Luke: We’re seeing a growing trend in destructive threats like ransomware and other extortion-type schemes, and we’re seeing a spike in targeted schemes against executives. These could be business email compromises where they have studied your LinkedIn profile and developed a very targeted scheme. They’ve gleaned who reports to you and can craft the perfect message and be very tailored about how it’s used.
Honey: How effectively do you think the legal and regulatory landscape is keeping up with these evolving threats? And how do you expect it to evolve in the future?
Jeremy: Well, the basic legal rule is that security has to be “reasonable.” It’s a deliberately flexible standard so that regulators don’t need to go back and write new laws in order to hold companies accountable as threats and best practices change. They see a change in circumstances, they expect companies to respond properly, and if they don’t see a prompt and effective response to change — for example, if you see a company not engaging reasonably with all the security and privacy challenges of the pandemic — then they won’t hesitate to hold companies to account.

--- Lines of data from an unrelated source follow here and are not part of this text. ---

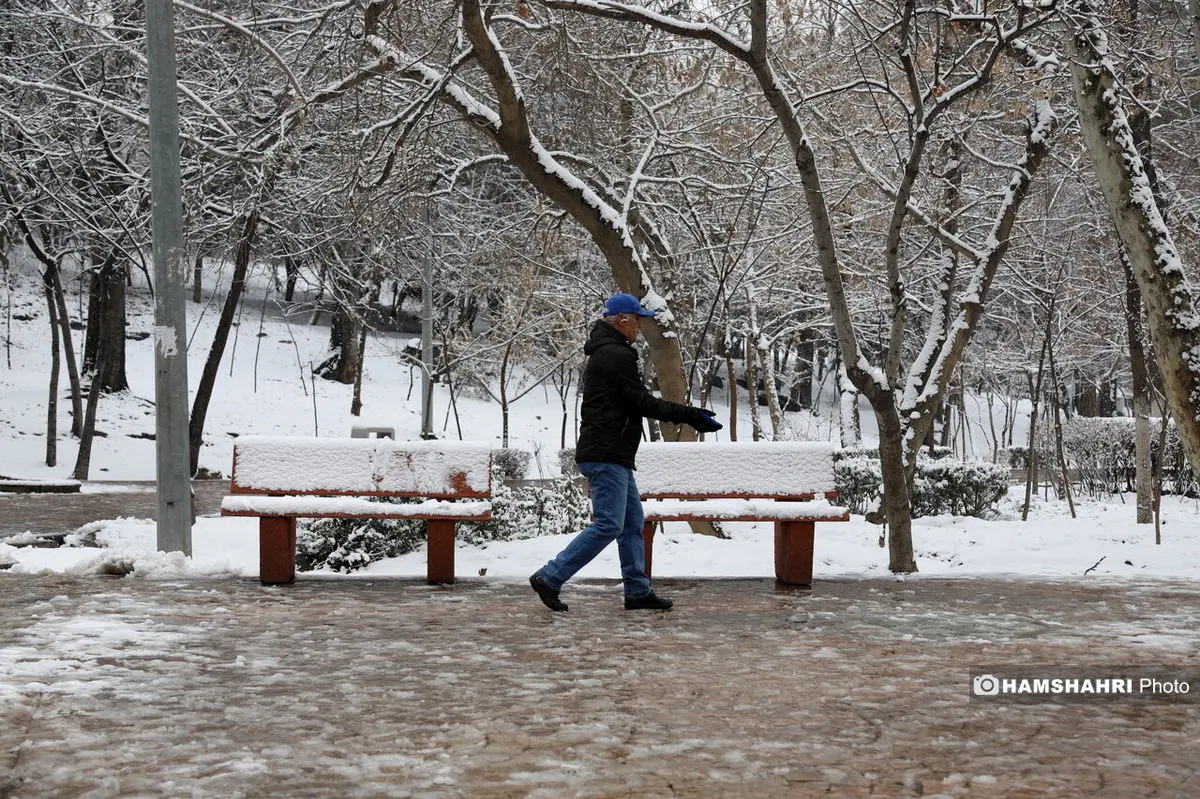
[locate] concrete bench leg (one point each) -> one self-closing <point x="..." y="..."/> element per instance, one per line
<point x="276" y="550"/>
<point x="441" y="551"/>
<point x="793" y="552"/>
<point x="648" y="545"/>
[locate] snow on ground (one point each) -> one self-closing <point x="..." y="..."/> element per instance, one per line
<point x="1049" y="545"/>
<point x="263" y="389"/>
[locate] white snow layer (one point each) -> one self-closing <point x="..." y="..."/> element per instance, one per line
<point x="735" y="469"/>
<point x="367" y="466"/>
<point x="324" y="506"/>
<point x="744" y="509"/>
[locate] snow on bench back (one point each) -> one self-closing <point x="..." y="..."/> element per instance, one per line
<point x="375" y="467"/>
<point x="778" y="469"/>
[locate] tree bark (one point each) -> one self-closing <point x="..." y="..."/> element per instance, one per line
<point x="1031" y="456"/>
<point x="83" y="460"/>
<point x="510" y="130"/>
<point x="105" y="338"/>
<point x="897" y="499"/>
<point x="52" y="403"/>
<point x="357" y="401"/>
<point x="1144" y="481"/>
<point x="1157" y="266"/>
<point x="220" y="338"/>
<point x="197" y="277"/>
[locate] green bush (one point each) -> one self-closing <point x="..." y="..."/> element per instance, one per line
<point x="346" y="545"/>
<point x="942" y="486"/>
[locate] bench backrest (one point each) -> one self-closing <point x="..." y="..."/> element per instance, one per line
<point x="369" y="467"/>
<point x="757" y="469"/>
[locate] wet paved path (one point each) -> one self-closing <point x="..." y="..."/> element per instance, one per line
<point x="129" y="688"/>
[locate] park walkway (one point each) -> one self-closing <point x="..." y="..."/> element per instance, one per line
<point x="355" y="688"/>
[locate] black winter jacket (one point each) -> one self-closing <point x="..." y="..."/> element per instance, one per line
<point x="616" y="400"/>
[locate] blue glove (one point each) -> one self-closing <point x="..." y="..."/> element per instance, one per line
<point x="705" y="421"/>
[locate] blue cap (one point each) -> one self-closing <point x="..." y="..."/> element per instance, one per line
<point x="624" y="304"/>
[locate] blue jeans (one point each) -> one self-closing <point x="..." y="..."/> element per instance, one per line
<point x="617" y="509"/>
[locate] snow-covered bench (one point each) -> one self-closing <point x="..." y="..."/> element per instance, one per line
<point x="787" y="482"/>
<point x="282" y="479"/>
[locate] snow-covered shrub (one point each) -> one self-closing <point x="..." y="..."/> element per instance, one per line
<point x="528" y="511"/>
<point x="511" y="464"/>
<point x="858" y="479"/>
<point x="958" y="487"/>
<point x="1102" y="451"/>
<point x="1017" y="457"/>
<point x="522" y="512"/>
<point x="349" y="544"/>
<point x="567" y="466"/>
<point x="941" y="486"/>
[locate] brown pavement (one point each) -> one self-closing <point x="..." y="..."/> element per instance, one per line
<point x="355" y="688"/>
<point x="103" y="500"/>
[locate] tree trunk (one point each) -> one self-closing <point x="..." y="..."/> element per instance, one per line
<point x="292" y="269"/>
<point x="197" y="277"/>
<point x="897" y="500"/>
<point x="1157" y="266"/>
<point x="220" y="338"/>
<point x="609" y="229"/>
<point x="1057" y="431"/>
<point x="83" y="460"/>
<point x="357" y="402"/>
<point x="1144" y="481"/>
<point x="847" y="402"/>
<point x="105" y="338"/>
<point x="751" y="373"/>
<point x="343" y="338"/>
<point x="52" y="404"/>
<point x="730" y="382"/>
<point x="1031" y="456"/>
<point x="60" y="299"/>
<point x="802" y="378"/>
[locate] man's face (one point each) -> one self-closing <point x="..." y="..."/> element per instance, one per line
<point x="629" y="324"/>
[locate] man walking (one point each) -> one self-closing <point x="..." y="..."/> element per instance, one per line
<point x="615" y="402"/>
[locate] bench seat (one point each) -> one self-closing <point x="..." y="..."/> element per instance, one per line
<point x="742" y="510"/>
<point x="353" y="508"/>
<point x="787" y="482"/>
<point x="281" y="479"/>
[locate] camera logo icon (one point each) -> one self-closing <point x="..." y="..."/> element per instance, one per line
<point x="985" y="685"/>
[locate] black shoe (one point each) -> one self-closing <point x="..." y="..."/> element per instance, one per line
<point x="651" y="601"/>
<point x="547" y="595"/>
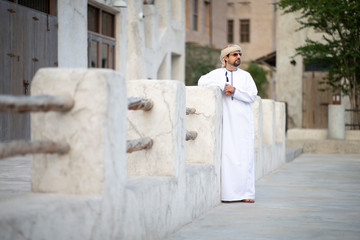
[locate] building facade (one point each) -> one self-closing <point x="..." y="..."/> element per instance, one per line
<point x="139" y="39"/>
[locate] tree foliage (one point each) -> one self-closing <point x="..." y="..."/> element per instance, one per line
<point x="259" y="76"/>
<point x="339" y="49"/>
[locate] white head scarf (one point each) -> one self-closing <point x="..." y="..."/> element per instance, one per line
<point x="227" y="50"/>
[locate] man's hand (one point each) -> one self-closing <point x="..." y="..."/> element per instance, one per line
<point x="229" y="90"/>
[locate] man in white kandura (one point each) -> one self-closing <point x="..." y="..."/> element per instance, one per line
<point x="239" y="91"/>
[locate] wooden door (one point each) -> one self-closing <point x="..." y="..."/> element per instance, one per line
<point x="315" y="103"/>
<point x="28" y="41"/>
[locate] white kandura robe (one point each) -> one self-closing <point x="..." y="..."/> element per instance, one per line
<point x="237" y="164"/>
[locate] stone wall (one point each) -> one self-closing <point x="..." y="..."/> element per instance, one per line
<point x="97" y="191"/>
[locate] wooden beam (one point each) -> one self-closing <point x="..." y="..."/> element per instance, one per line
<point x="190" y="135"/>
<point x="21" y="147"/>
<point x="42" y="103"/>
<point x="190" y="111"/>
<point x="140" y="104"/>
<point x="138" y="144"/>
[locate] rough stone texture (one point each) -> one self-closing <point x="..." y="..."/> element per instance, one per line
<point x="336" y="123"/>
<point x="70" y="12"/>
<point x="164" y="123"/>
<point x="93" y="129"/>
<point x="207" y="121"/>
<point x="124" y="206"/>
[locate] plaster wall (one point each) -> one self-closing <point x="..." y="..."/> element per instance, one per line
<point x="121" y="204"/>
<point x="289" y="76"/>
<point x="155" y="42"/>
<point x="217" y="36"/>
<point x="70" y="12"/>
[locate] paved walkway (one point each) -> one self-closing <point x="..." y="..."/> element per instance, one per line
<point x="313" y="197"/>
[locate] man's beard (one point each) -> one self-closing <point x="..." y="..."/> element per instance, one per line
<point x="237" y="62"/>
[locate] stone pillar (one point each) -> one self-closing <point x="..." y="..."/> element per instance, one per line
<point x="95" y="130"/>
<point x="280" y="139"/>
<point x="72" y="34"/>
<point x="336" y="124"/>
<point x="207" y="121"/>
<point x="164" y="123"/>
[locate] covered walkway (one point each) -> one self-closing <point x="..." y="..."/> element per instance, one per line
<point x="316" y="196"/>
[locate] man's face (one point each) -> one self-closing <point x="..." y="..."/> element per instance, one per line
<point x="233" y="58"/>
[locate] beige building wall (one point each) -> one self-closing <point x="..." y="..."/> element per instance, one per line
<point x="262" y="18"/>
<point x="290" y="75"/>
<point x="211" y="23"/>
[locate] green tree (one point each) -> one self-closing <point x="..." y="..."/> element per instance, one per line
<point x="259" y="76"/>
<point x="339" y="49"/>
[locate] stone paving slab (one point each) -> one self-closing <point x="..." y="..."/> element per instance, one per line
<point x="317" y="196"/>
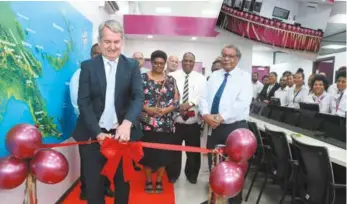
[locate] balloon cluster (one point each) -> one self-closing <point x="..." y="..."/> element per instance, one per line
<point x="227" y="178"/>
<point x="23" y="142"/>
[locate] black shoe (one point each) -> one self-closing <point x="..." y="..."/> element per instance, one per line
<point x="83" y="196"/>
<point x="109" y="192"/>
<point x="192" y="181"/>
<point x="137" y="168"/>
<point x="172" y="180"/>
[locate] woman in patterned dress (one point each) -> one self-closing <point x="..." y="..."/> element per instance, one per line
<point x="157" y="119"/>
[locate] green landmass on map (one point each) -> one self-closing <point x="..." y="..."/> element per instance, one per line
<point x="19" y="69"/>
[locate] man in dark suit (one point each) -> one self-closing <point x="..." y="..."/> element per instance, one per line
<point x="269" y="90"/>
<point x="110" y="99"/>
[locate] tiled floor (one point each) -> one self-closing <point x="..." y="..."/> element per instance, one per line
<point x="187" y="193"/>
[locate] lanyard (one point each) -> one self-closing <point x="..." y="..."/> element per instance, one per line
<point x="296" y="94"/>
<point x="338" y="100"/>
<point x="318" y="99"/>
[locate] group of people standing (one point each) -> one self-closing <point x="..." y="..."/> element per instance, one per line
<point x="114" y="100"/>
<point x="292" y="90"/>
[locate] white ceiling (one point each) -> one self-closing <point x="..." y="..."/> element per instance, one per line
<point x="207" y="9"/>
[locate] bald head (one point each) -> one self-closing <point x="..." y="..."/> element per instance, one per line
<point x="139" y="57"/>
<point x="172" y="63"/>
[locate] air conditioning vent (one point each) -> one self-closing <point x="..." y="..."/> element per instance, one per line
<point x="111" y="7"/>
<point x="312" y="5"/>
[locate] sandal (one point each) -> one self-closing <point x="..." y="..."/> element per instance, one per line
<point x="149" y="187"/>
<point x="159" y="187"/>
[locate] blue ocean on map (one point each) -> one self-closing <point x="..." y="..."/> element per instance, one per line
<point x="45" y="24"/>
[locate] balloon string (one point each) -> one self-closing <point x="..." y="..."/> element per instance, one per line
<point x="144" y="144"/>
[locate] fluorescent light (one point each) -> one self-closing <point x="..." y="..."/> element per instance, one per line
<point x="338" y="18"/>
<point x="334" y="47"/>
<point x="163" y="10"/>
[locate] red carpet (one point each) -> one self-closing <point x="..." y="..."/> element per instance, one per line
<point x="137" y="194"/>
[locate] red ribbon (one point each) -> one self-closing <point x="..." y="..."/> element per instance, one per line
<point x="115" y="151"/>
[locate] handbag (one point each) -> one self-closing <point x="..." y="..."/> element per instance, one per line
<point x="145" y="117"/>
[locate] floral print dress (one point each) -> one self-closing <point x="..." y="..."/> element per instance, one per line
<point x="154" y="90"/>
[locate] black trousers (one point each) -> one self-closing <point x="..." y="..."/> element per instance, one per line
<point x="107" y="183"/>
<point x="219" y="136"/>
<point x="191" y="135"/>
<point x="92" y="162"/>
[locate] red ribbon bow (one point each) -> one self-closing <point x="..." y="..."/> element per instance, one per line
<point x="114" y="151"/>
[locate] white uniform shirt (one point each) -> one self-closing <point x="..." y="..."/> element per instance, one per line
<point x="324" y="101"/>
<point x="236" y="98"/>
<point x="196" y="84"/>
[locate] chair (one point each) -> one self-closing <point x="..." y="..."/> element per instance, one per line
<point x="291" y="116"/>
<point x="277" y="113"/>
<point x="284" y="166"/>
<point x="316" y="174"/>
<point x="261" y="155"/>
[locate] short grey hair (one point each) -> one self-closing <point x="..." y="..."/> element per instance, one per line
<point x="238" y="52"/>
<point x="113" y="25"/>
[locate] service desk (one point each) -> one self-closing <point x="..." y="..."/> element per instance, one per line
<point x="337" y="154"/>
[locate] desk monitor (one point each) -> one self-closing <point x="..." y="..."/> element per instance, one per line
<point x="275" y="101"/>
<point x="333" y="126"/>
<point x="309" y="106"/>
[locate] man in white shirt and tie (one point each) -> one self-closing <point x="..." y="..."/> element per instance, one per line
<point x="172" y="64"/>
<point x="95" y="51"/>
<point x="110" y="100"/>
<point x="282" y="92"/>
<point x="226" y="101"/>
<point x="191" y="85"/>
<point x="257" y="85"/>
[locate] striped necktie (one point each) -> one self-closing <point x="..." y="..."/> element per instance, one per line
<point x="186" y="90"/>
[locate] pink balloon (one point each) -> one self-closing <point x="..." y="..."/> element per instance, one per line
<point x="49" y="166"/>
<point x="13" y="172"/>
<point x="22" y="141"/>
<point x="241" y="145"/>
<point x="227" y="179"/>
<point x="244" y="166"/>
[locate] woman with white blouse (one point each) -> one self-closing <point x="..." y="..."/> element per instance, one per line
<point x="319" y="94"/>
<point x="298" y="93"/>
<point x="339" y="97"/>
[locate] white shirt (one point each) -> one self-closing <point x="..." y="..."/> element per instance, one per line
<point x="333" y="89"/>
<point x="74" y="83"/>
<point x="236" y="98"/>
<point x="293" y="99"/>
<point x="282" y="95"/>
<point x="324" y="101"/>
<point x="106" y="116"/>
<point x="144" y="70"/>
<point x="338" y="104"/>
<point x="196" y="84"/>
<point x="257" y="87"/>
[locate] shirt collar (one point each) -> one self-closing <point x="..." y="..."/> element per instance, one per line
<point x="107" y="60"/>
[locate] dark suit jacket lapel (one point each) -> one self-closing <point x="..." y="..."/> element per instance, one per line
<point x="119" y="76"/>
<point x="100" y="74"/>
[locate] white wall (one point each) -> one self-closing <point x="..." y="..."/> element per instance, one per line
<point x="262" y="58"/>
<point x="340" y="60"/>
<point x="314" y="18"/>
<point x="268" y="7"/>
<point x="205" y="52"/>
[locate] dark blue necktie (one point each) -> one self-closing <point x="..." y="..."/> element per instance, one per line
<point x="218" y="96"/>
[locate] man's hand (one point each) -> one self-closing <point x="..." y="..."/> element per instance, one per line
<point x="102" y="136"/>
<point x="185" y="107"/>
<point x="211" y="120"/>
<point x="123" y="131"/>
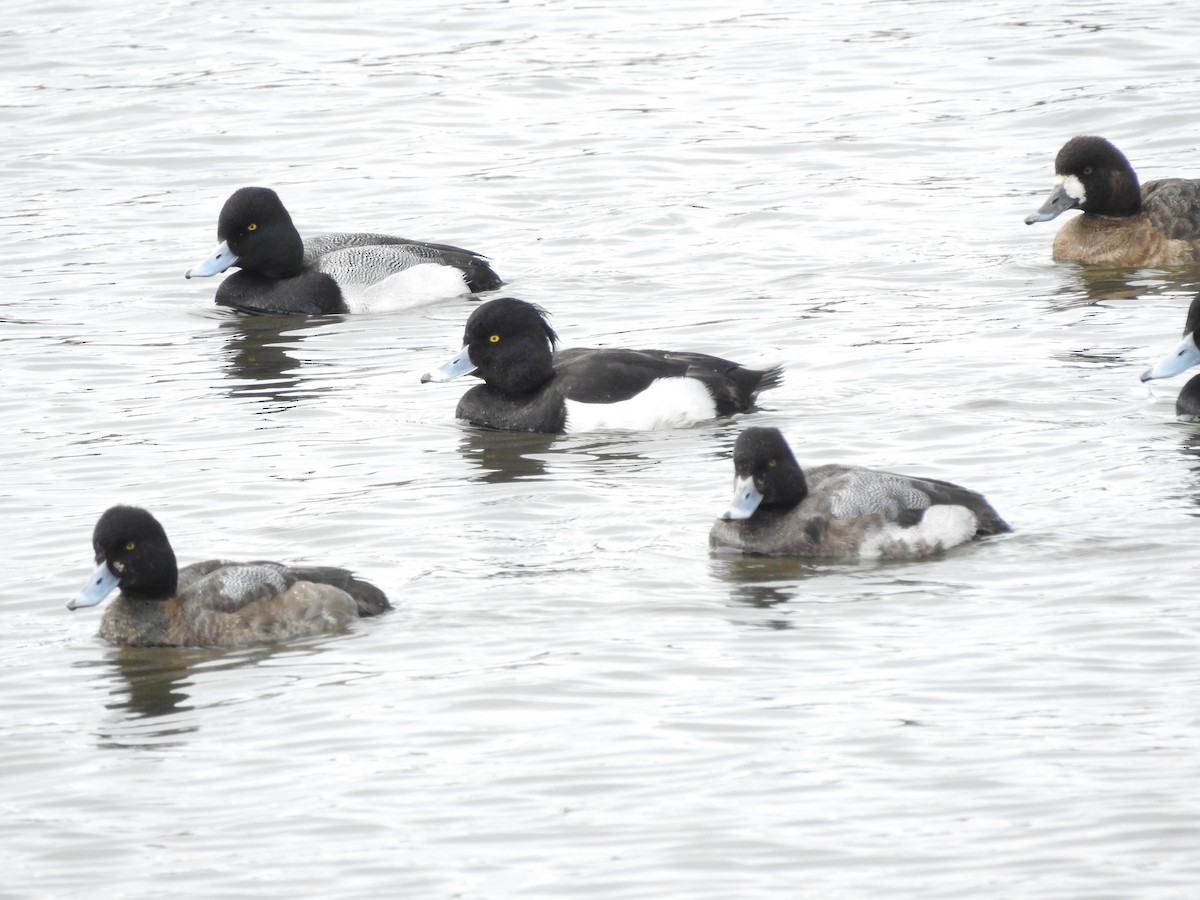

Luke: A regulation trend in cyber, certainly in the U.S., is that leading regulators have added tremendous technical capability to their staff and can be much more in the weeds on cyber issues. Regulators have the ability now to roll up their sleeves and ask very detailed questions right up front. It means that you’d better be prepared to explain why you made certain choices one way or the other. And ideally you would have documented that, so it doesn’t appear that you’re simply rationalizing a decision after the fact.
Paul: Before we go, any parting thoughts?
Jeremy: All of the risks we’re talking about, and all of the response strategies, are global. The pandemic doesn’t respect borders. Cyber threats don’t. Privacy threats don’t. And in our practice, we see companies, and the agencies that regulate them, literally all over the world — dealing with this whole set of issues. The legal standards are also converging globally to an extent, which makes it somewhat easier for a global company to manage compliance.
Luke: If there was ever any doubt before regarding the need for a cross-functional response across not only technical functions but also legal, communications, compliance and others, it’s very evident now that modern cyber threats require a whole-of-company response and capability, and the companies that take that approach will be best positioned for the future.